How to Research a Company Before a Job Interview

Generic company research looks the same as everyone else's. Here is how to dig deeper, what to look for, and how to use it to answer questions with real credibility.

Why Company Research Matters Beyond the Obvious

Most candidates know they should research the company but most treat it as a box-ticking exercise. They visit the company website, read the About page, and feel prepared. The problem is that every other candidate has done the same thing. Genuine preparation means going beyond the homepage to find information that most candidates will not have taken the time to find.

Company research also helps you assess whether you actually want to work there. An interview is a two-way process and arriving with informed questions about the company's direction, challenges, or culture demonstrates the kind of critical engagement that distinguishes candidates who are genuinely selective from those who are applying everywhere and hoping.

Start your company research with the employer profile at /companies. Each profile gives you a snapshot of the company's sector, typical hiring patterns, and current open roles before you dig deeper.

What to Research Before Every Interview

What the company actually does and how it makes money

Go beyond the mission statement. Understand the specific product or service, who the customers are, what the commercial model is, and which market the company is competing in. A candidate who understands how the business generates revenue and what its strategic priorities are can connect their answers to commercial outcomes in a way that makes them immediately more credible.

Recent news and developments

Search for the company name in a news aggregator and filter for the past six months. Look for fundraising announcements, product launches, partnerships, leadership changes, or any coverage of performance and growth. Recent news gives you timely context that most interviewers expect you to have and that most candidates have not looked for.

The team and the interviewer

Find out who will be interviewing you if you can. Look at their LinkedIn profile to understand their background, how long they have been at the company, and what their professional interests appear to be. This is not about flattery. It is about understanding who you are talking to and what they are likely to care about in a candidate.

The company's position in its market

Who are the main competitors? What does the company do differently or better? Is it a market leader, a challenger, or a niche player? Understanding where the company sits in its competitive landscape helps you frame your contribution in terms of what the business actually needs to do to compete.

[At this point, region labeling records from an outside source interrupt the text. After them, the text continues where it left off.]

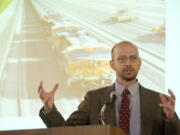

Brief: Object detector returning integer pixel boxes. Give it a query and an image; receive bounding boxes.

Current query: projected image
[0,0,166,130]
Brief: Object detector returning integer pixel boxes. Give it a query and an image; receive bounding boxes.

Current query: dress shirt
[115,82,141,135]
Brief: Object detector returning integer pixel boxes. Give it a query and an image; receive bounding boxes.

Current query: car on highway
[51,20,97,54]
[152,24,166,33]
[111,8,138,22]
[63,43,113,89]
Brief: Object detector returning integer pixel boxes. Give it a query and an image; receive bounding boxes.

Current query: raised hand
[159,89,176,120]
[38,81,59,112]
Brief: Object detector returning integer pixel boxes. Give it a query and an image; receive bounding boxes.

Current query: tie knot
[123,88,129,95]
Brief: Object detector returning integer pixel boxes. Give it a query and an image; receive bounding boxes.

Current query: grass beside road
[0,0,13,14]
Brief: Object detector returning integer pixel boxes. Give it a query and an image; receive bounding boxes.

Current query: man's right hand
[38,81,59,112]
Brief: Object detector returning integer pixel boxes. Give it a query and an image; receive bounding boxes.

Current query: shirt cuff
[42,107,52,115]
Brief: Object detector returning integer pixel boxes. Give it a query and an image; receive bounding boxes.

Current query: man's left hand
[159,89,176,120]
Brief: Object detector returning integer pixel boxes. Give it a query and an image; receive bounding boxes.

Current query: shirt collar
[115,81,139,96]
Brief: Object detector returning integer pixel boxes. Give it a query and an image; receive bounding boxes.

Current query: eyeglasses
[116,55,139,63]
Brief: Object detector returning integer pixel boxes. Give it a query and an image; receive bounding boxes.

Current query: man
[38,41,180,135]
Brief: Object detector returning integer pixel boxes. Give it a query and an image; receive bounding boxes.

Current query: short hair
[111,41,139,59]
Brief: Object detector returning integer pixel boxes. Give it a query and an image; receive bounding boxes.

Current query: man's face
[110,44,141,81]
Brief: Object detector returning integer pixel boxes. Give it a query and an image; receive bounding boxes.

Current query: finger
[159,104,170,110]
[159,94,167,104]
[51,84,59,94]
[168,89,176,100]
[39,89,44,99]
[38,81,43,93]
[43,94,54,104]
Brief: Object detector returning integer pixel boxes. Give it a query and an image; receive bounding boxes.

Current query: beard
[118,67,138,82]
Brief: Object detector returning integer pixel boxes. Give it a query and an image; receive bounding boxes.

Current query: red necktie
[119,89,130,134]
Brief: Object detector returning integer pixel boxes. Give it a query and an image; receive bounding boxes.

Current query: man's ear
[109,60,114,70]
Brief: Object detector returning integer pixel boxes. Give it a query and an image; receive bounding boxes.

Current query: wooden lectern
[0,125,126,135]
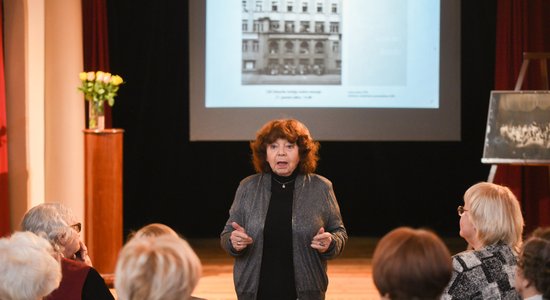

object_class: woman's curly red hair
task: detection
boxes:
[250,119,320,174]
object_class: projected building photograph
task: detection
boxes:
[242,0,343,85]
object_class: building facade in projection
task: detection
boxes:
[242,0,342,84]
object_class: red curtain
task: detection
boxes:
[0,3,11,236]
[82,0,112,128]
[494,0,550,233]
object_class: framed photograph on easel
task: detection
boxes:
[481,91,550,165]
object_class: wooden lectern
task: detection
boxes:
[84,129,124,274]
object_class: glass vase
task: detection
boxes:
[88,101,105,130]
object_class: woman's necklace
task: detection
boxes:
[272,177,296,189]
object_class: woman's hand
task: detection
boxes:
[311,227,332,253]
[229,222,254,251]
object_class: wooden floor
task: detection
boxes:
[189,237,465,300]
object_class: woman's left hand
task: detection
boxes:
[311,227,332,253]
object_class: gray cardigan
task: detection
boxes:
[220,173,348,300]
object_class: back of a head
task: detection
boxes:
[21,203,78,252]
[115,234,202,300]
[372,227,453,300]
[0,232,61,300]
[464,182,524,253]
[132,223,179,238]
[518,227,550,299]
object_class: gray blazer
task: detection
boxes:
[220,173,348,300]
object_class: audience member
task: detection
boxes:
[372,227,453,300]
[130,223,179,238]
[0,232,61,300]
[21,203,114,300]
[516,227,550,300]
[442,182,524,299]
[115,233,202,300]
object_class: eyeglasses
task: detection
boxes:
[69,223,82,232]
[456,205,468,217]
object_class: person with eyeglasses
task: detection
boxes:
[21,203,114,300]
[441,182,524,299]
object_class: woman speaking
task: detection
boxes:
[221,119,348,300]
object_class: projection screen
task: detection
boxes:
[189,0,460,141]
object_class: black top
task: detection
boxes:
[257,172,298,300]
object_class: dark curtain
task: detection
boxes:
[82,0,112,128]
[0,2,11,237]
[107,0,496,237]
[494,0,550,233]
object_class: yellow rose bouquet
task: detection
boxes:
[78,71,124,129]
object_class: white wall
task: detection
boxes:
[4,0,84,230]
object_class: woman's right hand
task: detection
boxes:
[229,222,254,251]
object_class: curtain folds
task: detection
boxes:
[0,3,11,237]
[494,0,550,233]
[82,0,112,128]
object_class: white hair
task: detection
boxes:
[21,203,79,254]
[0,232,61,300]
[115,234,202,300]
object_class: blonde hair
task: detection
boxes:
[0,231,61,300]
[464,182,524,254]
[115,234,202,300]
[132,223,179,238]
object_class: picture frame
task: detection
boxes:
[481,91,550,165]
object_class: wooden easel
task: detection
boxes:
[487,52,550,182]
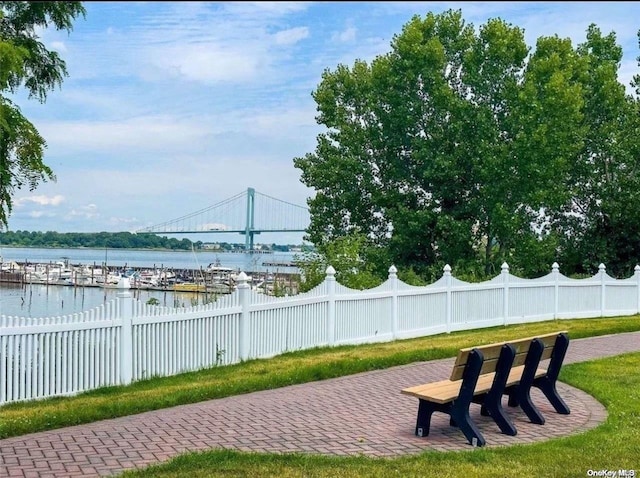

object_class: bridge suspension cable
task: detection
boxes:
[137,188,310,249]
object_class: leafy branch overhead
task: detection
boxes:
[294,10,640,277]
[0,2,86,228]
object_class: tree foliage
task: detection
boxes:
[294,10,640,278]
[0,2,85,228]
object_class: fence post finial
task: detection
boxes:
[116,277,133,385]
[500,262,509,325]
[551,262,560,320]
[633,265,640,314]
[442,264,453,333]
[598,263,607,317]
[325,266,336,345]
[389,265,398,340]
[236,272,251,360]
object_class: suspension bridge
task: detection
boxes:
[136,188,310,251]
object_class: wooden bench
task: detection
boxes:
[401,331,570,446]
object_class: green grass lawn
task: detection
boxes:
[0,316,640,477]
[117,353,640,478]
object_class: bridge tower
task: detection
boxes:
[240,188,260,251]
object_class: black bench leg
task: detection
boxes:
[416,399,436,437]
[480,345,518,436]
[451,407,487,446]
[534,377,571,415]
[507,339,544,425]
[533,334,570,415]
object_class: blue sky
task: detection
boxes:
[9,2,640,243]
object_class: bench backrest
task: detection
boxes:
[449,331,567,381]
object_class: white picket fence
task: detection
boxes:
[0,264,640,405]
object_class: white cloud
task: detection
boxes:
[274,27,309,45]
[151,44,263,83]
[38,115,210,153]
[14,194,65,207]
[67,204,100,219]
[50,41,67,53]
[331,27,358,42]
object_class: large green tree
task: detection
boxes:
[294,10,637,275]
[0,2,86,228]
[555,25,640,276]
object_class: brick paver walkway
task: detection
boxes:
[0,332,640,478]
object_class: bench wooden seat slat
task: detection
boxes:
[401,331,569,446]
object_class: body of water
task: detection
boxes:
[0,247,299,317]
[0,246,300,272]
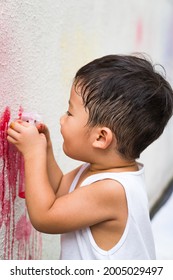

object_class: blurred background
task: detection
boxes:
[0,0,173,259]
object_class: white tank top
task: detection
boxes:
[60,164,156,260]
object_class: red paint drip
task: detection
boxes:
[0,107,41,260]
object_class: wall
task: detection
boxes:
[0,0,173,259]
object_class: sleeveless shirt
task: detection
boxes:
[60,164,156,260]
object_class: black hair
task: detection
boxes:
[74,55,173,159]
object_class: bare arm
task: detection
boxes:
[37,124,63,193]
[8,123,122,233]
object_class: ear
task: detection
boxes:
[92,127,113,150]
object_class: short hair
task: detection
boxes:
[74,55,173,159]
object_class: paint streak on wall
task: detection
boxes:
[0,107,41,260]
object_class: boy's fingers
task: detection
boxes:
[10,120,30,132]
[36,123,46,133]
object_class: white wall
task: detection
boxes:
[0,0,173,259]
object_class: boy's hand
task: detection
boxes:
[36,123,52,148]
[7,121,47,160]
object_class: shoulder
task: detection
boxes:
[82,179,127,219]
[57,165,82,197]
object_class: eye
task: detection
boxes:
[66,111,72,116]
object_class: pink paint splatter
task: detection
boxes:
[0,107,41,259]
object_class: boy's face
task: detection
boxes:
[60,86,92,161]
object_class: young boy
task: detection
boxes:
[8,55,173,260]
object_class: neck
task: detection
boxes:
[89,160,138,173]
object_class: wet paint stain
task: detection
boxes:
[0,107,41,260]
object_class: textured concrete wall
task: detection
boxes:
[0,0,173,258]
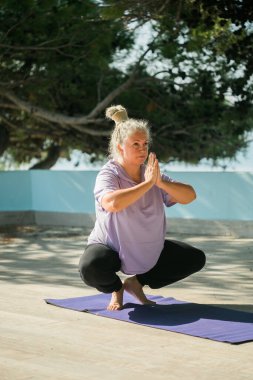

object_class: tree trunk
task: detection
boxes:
[0,125,10,156]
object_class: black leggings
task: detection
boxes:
[79,240,206,293]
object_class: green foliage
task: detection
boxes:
[0,0,253,168]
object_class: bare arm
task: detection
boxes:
[102,181,153,212]
[101,155,157,212]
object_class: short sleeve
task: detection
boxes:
[161,174,177,207]
[94,168,120,205]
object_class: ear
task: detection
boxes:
[117,144,123,155]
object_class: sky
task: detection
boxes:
[52,134,253,172]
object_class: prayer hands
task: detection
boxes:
[145,153,162,186]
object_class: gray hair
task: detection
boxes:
[105,105,151,160]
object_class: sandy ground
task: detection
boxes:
[0,227,253,380]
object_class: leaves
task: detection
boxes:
[0,0,253,165]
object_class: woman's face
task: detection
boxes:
[119,132,149,165]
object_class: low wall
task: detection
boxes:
[0,170,253,236]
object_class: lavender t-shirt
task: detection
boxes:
[88,160,177,274]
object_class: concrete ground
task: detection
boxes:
[0,227,253,380]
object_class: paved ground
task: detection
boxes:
[0,228,253,380]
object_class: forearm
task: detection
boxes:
[102,181,153,212]
[157,180,196,204]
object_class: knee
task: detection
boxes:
[79,251,103,282]
[197,249,206,270]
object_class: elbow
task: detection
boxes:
[187,186,197,203]
[181,186,197,205]
[104,200,122,212]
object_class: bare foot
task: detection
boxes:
[107,286,124,310]
[124,276,156,305]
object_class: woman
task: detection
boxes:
[79,106,205,310]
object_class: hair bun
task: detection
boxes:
[105,105,128,124]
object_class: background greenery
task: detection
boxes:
[0,0,253,168]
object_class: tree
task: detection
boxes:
[0,0,253,168]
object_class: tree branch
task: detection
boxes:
[88,44,151,118]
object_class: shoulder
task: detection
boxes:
[98,160,119,177]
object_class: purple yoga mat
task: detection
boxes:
[45,294,253,343]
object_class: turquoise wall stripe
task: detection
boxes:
[0,170,253,221]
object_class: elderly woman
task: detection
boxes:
[79,106,205,310]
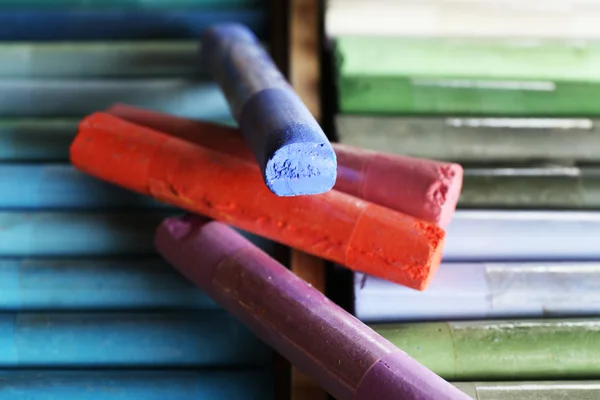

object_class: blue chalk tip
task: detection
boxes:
[264,142,337,196]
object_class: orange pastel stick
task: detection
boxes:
[70,113,444,290]
[107,104,463,227]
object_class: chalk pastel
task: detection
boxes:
[0,0,266,11]
[354,261,600,323]
[336,115,600,164]
[459,166,600,209]
[201,23,337,196]
[70,113,444,289]
[0,41,199,79]
[0,310,271,368]
[155,216,466,400]
[336,36,600,117]
[0,165,166,210]
[0,255,216,310]
[0,369,275,400]
[444,210,600,261]
[454,381,600,400]
[0,78,231,121]
[0,9,268,41]
[0,209,273,257]
[373,318,600,380]
[0,118,79,162]
[106,104,463,226]
[0,211,166,257]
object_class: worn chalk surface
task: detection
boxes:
[107,104,463,226]
[156,216,465,400]
[202,24,337,196]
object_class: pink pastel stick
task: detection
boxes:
[155,216,470,400]
[107,104,463,228]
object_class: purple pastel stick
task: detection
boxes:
[201,23,337,196]
[155,216,470,400]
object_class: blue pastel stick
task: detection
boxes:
[0,79,232,121]
[0,9,268,41]
[0,119,80,161]
[0,257,218,310]
[0,164,169,210]
[201,23,337,196]
[0,211,173,257]
[0,368,275,400]
[0,310,272,368]
[0,209,274,257]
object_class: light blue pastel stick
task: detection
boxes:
[0,257,218,310]
[0,41,201,79]
[0,310,272,368]
[0,78,231,121]
[0,118,236,162]
[0,119,81,161]
[0,8,269,42]
[0,368,275,400]
[201,23,337,196]
[0,210,274,257]
[0,164,168,210]
[0,211,170,257]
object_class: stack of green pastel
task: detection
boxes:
[326,0,600,400]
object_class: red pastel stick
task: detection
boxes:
[107,104,463,227]
[155,216,470,400]
[70,113,445,290]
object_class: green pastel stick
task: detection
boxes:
[336,115,600,164]
[459,167,600,209]
[372,318,600,380]
[453,381,600,400]
[336,36,600,115]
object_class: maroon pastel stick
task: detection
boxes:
[155,216,470,400]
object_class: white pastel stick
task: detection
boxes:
[443,210,600,261]
[354,262,600,323]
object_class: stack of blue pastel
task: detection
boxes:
[0,0,274,400]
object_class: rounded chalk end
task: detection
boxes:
[428,164,463,228]
[264,142,337,196]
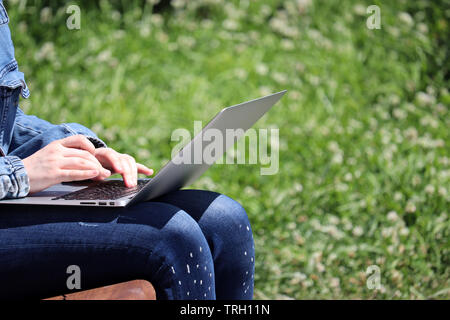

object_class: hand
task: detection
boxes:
[23,135,111,193]
[94,148,153,187]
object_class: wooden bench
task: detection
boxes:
[44,280,156,300]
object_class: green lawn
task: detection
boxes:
[6,0,450,299]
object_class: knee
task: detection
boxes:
[161,209,211,260]
[201,194,252,239]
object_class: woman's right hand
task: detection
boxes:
[23,135,111,194]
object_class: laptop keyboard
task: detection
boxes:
[52,180,149,200]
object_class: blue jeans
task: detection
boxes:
[0,190,254,299]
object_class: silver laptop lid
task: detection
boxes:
[128,90,286,205]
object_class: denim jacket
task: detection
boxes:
[0,0,106,199]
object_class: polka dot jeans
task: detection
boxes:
[0,190,254,300]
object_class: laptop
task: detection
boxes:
[0,90,286,207]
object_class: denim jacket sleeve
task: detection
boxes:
[0,156,30,199]
[0,108,106,199]
[8,108,106,159]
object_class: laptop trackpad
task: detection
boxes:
[27,181,94,198]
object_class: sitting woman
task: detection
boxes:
[0,0,254,299]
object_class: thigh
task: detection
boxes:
[0,203,207,298]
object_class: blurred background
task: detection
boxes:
[5,0,450,299]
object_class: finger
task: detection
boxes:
[136,163,153,176]
[95,148,124,173]
[63,147,102,167]
[61,134,95,154]
[120,157,134,187]
[125,155,137,186]
[60,157,100,171]
[59,170,99,182]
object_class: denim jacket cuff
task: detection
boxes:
[63,123,107,148]
[0,156,30,199]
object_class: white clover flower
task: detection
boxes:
[398,12,414,27]
[425,184,435,194]
[352,226,364,237]
[255,63,269,76]
[416,91,436,107]
[438,186,447,197]
[330,277,340,288]
[387,211,398,221]
[405,202,417,213]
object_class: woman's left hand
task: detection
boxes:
[93,148,153,187]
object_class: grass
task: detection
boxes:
[8,0,450,299]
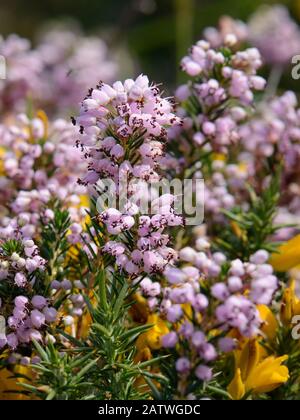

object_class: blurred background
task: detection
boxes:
[0,0,300,90]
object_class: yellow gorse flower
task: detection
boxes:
[228,339,289,400]
[280,280,300,326]
[270,235,300,272]
[136,314,169,352]
[257,305,279,341]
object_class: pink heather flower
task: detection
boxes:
[176,357,191,373]
[14,296,28,309]
[218,337,236,353]
[161,331,178,348]
[31,295,47,309]
[14,273,27,287]
[43,307,57,323]
[211,283,229,301]
[30,309,45,328]
[195,365,212,382]
[6,333,18,349]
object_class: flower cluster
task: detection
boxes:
[0,7,300,400]
[248,5,300,66]
[176,36,265,153]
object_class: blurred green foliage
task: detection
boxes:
[0,0,300,88]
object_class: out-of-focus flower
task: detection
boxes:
[248,4,300,66]
[270,235,300,271]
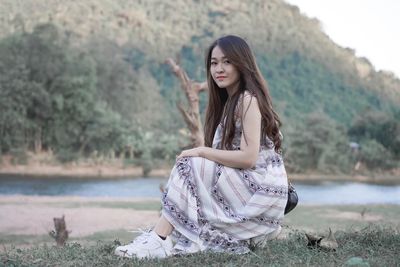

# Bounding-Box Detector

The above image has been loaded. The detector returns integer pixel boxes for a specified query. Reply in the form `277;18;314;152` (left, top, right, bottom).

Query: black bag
285;182;299;214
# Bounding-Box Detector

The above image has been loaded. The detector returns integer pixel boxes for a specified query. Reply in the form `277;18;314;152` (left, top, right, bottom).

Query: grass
0;225;400;266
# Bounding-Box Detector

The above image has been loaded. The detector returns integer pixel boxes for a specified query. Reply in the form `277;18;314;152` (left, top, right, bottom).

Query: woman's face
210;46;240;94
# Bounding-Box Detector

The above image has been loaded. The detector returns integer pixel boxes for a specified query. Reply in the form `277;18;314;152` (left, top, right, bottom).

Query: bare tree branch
166;58;208;147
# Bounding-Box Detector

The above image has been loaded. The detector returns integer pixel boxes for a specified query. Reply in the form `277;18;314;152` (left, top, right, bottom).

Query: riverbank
0;196;400;266
0;195;400;245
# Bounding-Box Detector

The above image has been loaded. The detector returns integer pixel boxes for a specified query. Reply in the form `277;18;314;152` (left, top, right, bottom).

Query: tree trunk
166;58;208;147
33;127;42;154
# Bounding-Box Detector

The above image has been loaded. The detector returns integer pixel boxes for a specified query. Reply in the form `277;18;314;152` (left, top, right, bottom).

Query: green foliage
0;11;400;173
360;139;397;170
286;113;352;173
348;110;400;170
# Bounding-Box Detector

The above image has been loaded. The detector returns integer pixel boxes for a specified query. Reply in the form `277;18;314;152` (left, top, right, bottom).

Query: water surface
0;177;400;205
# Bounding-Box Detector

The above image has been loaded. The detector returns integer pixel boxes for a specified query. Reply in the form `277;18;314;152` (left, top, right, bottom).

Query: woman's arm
178;95;261;169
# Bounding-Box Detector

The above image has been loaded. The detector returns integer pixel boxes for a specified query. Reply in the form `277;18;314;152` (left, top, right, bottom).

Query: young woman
115;36;288;258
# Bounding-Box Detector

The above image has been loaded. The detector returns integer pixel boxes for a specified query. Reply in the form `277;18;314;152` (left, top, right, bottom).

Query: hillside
0;0;400;103
0;0;400;172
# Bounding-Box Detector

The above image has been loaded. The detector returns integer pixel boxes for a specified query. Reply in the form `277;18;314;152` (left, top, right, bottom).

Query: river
0;177;400;205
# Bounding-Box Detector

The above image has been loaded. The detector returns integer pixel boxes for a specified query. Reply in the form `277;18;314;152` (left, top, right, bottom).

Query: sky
285;0;400;78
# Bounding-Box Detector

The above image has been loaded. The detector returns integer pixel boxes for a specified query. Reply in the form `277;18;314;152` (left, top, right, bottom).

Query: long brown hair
204;35;282;151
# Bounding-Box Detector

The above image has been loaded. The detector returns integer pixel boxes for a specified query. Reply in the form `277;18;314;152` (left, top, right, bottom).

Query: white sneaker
115;231;172;259
250;225;282;248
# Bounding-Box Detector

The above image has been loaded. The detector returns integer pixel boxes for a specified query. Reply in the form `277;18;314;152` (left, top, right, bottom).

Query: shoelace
128;228;152;244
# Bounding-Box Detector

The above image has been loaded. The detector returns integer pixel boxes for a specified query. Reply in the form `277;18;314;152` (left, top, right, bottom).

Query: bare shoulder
237;90;259;119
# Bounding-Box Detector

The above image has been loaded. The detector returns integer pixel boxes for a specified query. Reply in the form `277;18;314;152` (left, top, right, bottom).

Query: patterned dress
162;114;288;254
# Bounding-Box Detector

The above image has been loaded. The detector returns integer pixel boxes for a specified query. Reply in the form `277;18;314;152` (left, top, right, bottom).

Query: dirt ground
0;196;159;237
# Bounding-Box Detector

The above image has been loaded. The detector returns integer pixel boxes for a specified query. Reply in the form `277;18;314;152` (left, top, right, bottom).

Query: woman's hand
176;146;207;159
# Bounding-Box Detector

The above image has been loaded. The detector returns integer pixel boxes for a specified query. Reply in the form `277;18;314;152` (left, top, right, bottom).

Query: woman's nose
215;63;224;72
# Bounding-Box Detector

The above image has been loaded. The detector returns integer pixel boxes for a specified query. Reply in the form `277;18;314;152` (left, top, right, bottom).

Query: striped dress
162;116;288;254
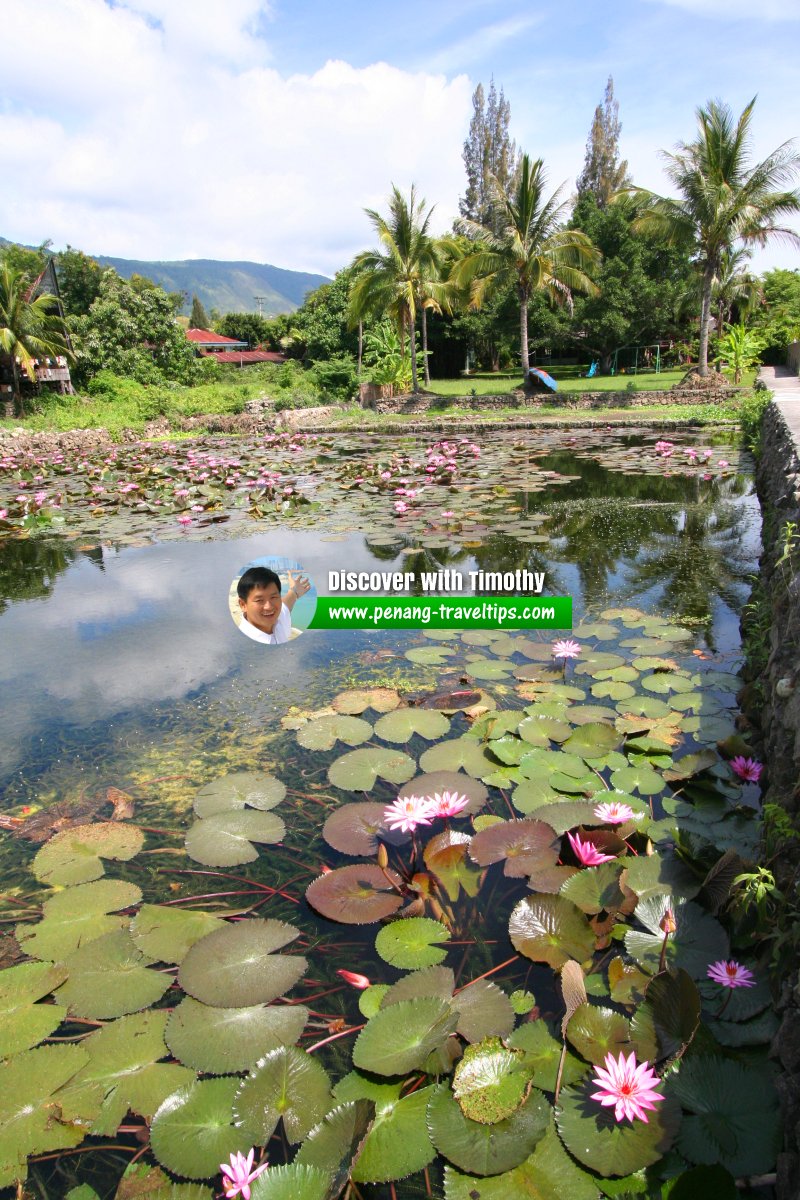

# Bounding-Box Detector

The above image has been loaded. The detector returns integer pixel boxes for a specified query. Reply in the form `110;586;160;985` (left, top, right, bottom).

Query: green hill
0;238;330;317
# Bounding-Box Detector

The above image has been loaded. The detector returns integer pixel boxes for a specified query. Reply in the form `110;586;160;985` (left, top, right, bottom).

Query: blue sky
0;0;800;274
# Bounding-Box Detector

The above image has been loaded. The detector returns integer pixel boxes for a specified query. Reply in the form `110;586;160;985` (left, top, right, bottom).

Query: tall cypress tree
577;76;630;209
458;79;518;233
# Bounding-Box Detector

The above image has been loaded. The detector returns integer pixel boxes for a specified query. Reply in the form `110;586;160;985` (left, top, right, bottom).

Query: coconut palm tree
622;97;800;376
0;263;70;412
350;185;439;392
453;155;600;376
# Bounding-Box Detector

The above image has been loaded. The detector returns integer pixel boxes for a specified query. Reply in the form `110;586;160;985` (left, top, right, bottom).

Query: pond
0;428;777;1200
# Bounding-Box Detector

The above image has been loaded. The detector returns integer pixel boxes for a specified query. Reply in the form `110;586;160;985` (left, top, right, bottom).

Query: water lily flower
384;796;433;833
428;792;469;817
730;754;764;784
566;833;615;866
595;800;640;824
336;967;372;991
705;959;756;988
219;1150;269;1200
553;637;581;659
591;1051;663;1124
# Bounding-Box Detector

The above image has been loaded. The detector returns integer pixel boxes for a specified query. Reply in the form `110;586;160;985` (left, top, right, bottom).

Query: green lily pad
54;929;172;1020
306;863;405;925
674;1055;781;1175
327;746;416;792
353;996;458;1075
164;996;308;1075
178;918;308;1008
194;770;287;817
0;962;67;1057
555;1080;680;1177
130;902;222;962
509;895;595;970
59;1012;194;1136
375;917;451;971
452;1038;528;1124
353;1087;437;1183
297;713;372;750
186;809;287;866
234;1046;331;1145
0;1045;89;1188
428;1084;551;1176
150;1079;253;1180
31;821;144;888
16;880;142;959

The culture and working environment

Look for employee reviews on employer review platforms and posts from current and former employees on LinkedIn. These give you a more honest view of what working at the company is actually like than the company's own marketing materials. Use this information to prepare informed questions about the team and working environment rather than questions the company's website already answers.

How to Use Research in Your Interview Answers

Connect your experience to the company's specific context

When you are asked to give an example of a relevant experience, tailor the framing of your answer to the company's situation. If the company just launched a new product line and you are discussing a time you contributed to a product launch, mention the connection explicitly. Showing that your experience is relevant to what they are doing right now is more persuasive than a generic example.

Ask questions that demonstrate depth

The questions you ask at the end of an interview reveal the quality of your preparation as much as any of your answers. Questions that show you have read the recent news, understood the competitive position, or identified something specific about the role that you want to explore demonstrate a level of engagement that most interviewers find impressive. For a full guide to preparing strong interview answers including the 25 questions most commonly asked, visit the BrokeHustle interview prep guide.

Reference the company's language and priorities

Every company has a set of values or strategic priorities it communicates publicly. Using that language naturally in your interview answers, not as a performance but because you genuinely understand what the company is trying to achieve, creates alignment that is easy for interviewers to recognise. The same research also strengthens your cover letter if you have not yet submitted your application.

Building a Research Habit for Every Application

Thorough company research takes 30 to 60 minutes per employer. For the roles you are most interested in, this investment is straightforwardly worth making. For lower priority applications in a high volume search, a lighter 15 minute review of the essentials is a reasonable middle ground.

Start your research at the BrokeHustle company directory at /companies for a quick overview of any employer who posts roles on the platform. Use that as the foundation for deeper research through the company website, recent news, and employee review platforms, then browse /jobs and check your resume match score before you walk in.

Frequently Asked Questions

What if the company is very small and has very little public information?

For small or early stage companies, focus on the founders and leadership team using LinkedIn, the company website, and any press coverage of the business. Understanding what problem the business is trying to solve and who the founders are often tells you more about the culture and direction than any formal company documentation.

Is it appropriate to bring notes to an interview?

Yes. Bringing a notepad with your research notes, prepared questions, and key points about your own experience is professional. Referring briefly to notes during an interview is not a sign of weakness. It is a sign of preparation.